Fires at the facility have occurred in a room with 2-feet-thick steel and concrete walls designed to contain a blaze.

“They’re [the rockets] designed to ignite or explode; we definitely expect more of these,” Wright said of the fires. “These munitions are over 60 years old. They are aging.  They were never designed to be stored that long.”

Work at the facility is on track, with 30,000 sarin-filled M55 rockets destroyed along with 300,000 pounds of the nerve agent. In total, 13 igloos of weapons have been processed. Wright said work is expected to be done at the facility in 2010 and that it would take two years to close and dismantle the site (Katherine Marks, Arkansas Democrat-Gazette, Dec. 12).

Between Dec. 1 and Dec. 7, workers at the Umatilla Chemical Agent Disposal Facility in Oregon destroyed 1,938 sarin-filled rockets and 15,475 pounds of agent. To date, the facility has processed 44,857 weapons and 492,624 pounds of agent, or 3.6 percent of the total stockpile at Umatilla.

Between Dec. 2 and Dec. 6, the Anniston Chemical Agent Disposal Facility in Alabama eliminated 2,191 sarin-filled 105 mm projectiles and 336 gallons of nerve agent. About 18 percent of the facility’s stockpile — 109,556 chemical weapons and 83,936 gallons of nerve agent — have been destroyed to date, according to the Anniston Star.
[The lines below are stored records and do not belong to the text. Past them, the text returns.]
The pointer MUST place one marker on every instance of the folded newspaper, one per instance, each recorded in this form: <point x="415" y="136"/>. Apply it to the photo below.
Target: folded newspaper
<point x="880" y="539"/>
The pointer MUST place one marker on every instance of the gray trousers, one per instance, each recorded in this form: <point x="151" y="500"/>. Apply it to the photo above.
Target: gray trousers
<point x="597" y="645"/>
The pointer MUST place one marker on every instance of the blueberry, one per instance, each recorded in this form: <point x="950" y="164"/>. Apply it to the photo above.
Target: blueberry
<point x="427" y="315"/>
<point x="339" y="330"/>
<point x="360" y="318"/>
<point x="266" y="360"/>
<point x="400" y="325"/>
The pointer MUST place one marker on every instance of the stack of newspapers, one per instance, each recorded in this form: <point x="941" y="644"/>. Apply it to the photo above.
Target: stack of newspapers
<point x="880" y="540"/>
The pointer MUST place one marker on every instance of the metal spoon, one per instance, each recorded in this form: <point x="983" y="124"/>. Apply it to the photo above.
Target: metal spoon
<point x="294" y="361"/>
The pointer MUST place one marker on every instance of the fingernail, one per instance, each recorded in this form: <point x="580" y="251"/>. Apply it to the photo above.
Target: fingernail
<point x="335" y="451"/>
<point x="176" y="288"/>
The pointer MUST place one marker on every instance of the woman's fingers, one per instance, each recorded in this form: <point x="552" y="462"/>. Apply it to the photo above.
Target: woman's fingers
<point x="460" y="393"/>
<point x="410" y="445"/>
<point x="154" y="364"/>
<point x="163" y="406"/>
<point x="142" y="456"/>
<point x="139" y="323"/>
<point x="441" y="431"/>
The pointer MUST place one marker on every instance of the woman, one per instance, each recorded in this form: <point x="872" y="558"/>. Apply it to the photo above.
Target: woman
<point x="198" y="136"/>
Weapons processing was expected to resume last weekend following facility maintenance, the Star reported.

The Newport Chemical Agent Disposal Facility in Indiana, between Nov. 29 and Dec. 6, destroyed 3,007 pounds of VX nerve agent. This brings the total amount processed to 71,906 pounds, or 3 percent of the total stockpile at the site.

Work at the Tooele Chemical Agent Disposal Facility in Utah is set to resume next year after the facility is reconfigured so that it can process mustard gas, according to the Star (Brian Lyman, Anniston Star, Dec. 11).